Which gets us to this blog’s actual title. Man, they just don’t make those organized crime figures like they used to. Sark betrays father Wolfhausen by stealing the nuclear rods, and killing the two men charged with guarding them in order to do it, and then minutes later he agrees to bring the rods to the authorities. Granted, they portrayed Sark as more of a lover than a fighter from the beginning, but for God’s sake, man, do you have a cause or what? That’s just wishy-washy. Likewise, Jason Schwartzman is willing to knife one of his government’s security guards in the neck in order to escape and launch his insurrection, and have Sark killed in order to keep from having to pay for the rods, but using the rods against the Americans is suddenly a deal-breaker? Who did he think he was going to use them on?
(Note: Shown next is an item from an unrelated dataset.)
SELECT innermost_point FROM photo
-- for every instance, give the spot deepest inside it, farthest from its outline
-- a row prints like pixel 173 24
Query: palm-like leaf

“So tell me how this process works.” “Well, you lie down in front of the bus, and then we run you over with it. We may even back over your lifeless body and run it over again, just to be sure. Any questions?”

Personally, I just don’t think the writers thought this part through very well. They start with CTU picking up Jason Schwartzman’s voice on Sark’s cell phone, despite the phone not being on speaker and a good ten feet away from Schwartzman when he spoke. (They had to have a reason to confirm that it was really Schwartzman when he called later asking for help, I know, but ugh.) Then they have Schwartzman meet up with the people who helped him get this far, and only then does he realize that they are waaaaaaaay more committed to the cause than he is, to the point where they don’t care if their home country gets bombed back to the Stone Age in retaliation for the crimes they intend to put into motion. By my reasoning, that’s counter-productive to their ultimate goal, since their country wouldn’t really exist anymore. “You can’t turn us into an American-run police state!” “Oh, don’t worry, that’s not really much of an option anymore. We hope you find clean drinking water soon. ”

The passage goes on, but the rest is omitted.